I guess and thank God I do not have to travel every inch of this country anymore. I can skip the Virginias. I just hope I can find a warm, fuzzy, and graceful way to point out some advice could hurt people's projects or even diminish the value of their homes. Otherwise the moderators will yank my well thought post again.

It still seems to me that one of this site's real strengths is policing itself and protecting those seeking advice from village idjut type comments. If not, I can find other things to do. I hope.


----------



## tikitorch (Jun 27, 2012)

*BIN worked *

Because I had trouble finding much on how to cover washable marker, I am just replying to say that YES, the BIN spray did the trick. $6 to end my troubles was well worth it. 

The marker did show through the spray but was completely covered up with one more coat of regular primer. 

THANK YOU for your help :thumbup:


----------



## Matthewt1970 (Sep 16, 2008)

Good job.

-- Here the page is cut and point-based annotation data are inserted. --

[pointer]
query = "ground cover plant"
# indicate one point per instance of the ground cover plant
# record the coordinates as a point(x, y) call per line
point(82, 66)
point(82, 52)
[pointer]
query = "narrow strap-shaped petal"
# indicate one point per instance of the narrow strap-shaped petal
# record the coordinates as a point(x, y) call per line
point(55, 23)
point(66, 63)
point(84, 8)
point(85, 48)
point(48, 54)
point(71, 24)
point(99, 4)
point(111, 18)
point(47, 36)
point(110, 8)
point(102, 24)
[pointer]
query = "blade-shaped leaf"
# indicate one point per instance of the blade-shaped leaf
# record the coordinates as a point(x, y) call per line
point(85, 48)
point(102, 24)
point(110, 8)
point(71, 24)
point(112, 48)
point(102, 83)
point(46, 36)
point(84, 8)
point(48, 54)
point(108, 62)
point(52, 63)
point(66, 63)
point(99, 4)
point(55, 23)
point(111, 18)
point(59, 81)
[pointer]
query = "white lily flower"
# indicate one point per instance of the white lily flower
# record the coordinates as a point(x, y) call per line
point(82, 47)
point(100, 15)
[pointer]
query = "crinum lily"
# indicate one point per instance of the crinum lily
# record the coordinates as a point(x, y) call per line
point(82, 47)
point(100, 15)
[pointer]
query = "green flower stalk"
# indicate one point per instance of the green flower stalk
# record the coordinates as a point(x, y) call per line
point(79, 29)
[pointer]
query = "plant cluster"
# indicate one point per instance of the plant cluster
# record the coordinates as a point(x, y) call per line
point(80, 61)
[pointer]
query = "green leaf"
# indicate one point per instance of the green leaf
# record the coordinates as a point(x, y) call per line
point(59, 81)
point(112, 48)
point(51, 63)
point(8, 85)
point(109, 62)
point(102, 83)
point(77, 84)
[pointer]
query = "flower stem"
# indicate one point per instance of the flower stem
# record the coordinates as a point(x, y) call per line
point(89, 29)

As you have just seen showing through the paint and bleeding through the paint are completely different.


----------



## chrisn (Dec 23, 2007)

tikitorch said:


> Because I had trouble finding much on how to cover washable marker, I am just replying to say that YES, the BIN spray did the trick. $6 to end my troubles was well worth it.
> 
> The marker did show through the spray but was completely covered up with one more coat of regular primer.
> 
> THANK YOU for your help :thumbup:


 
told you so:yes:


----------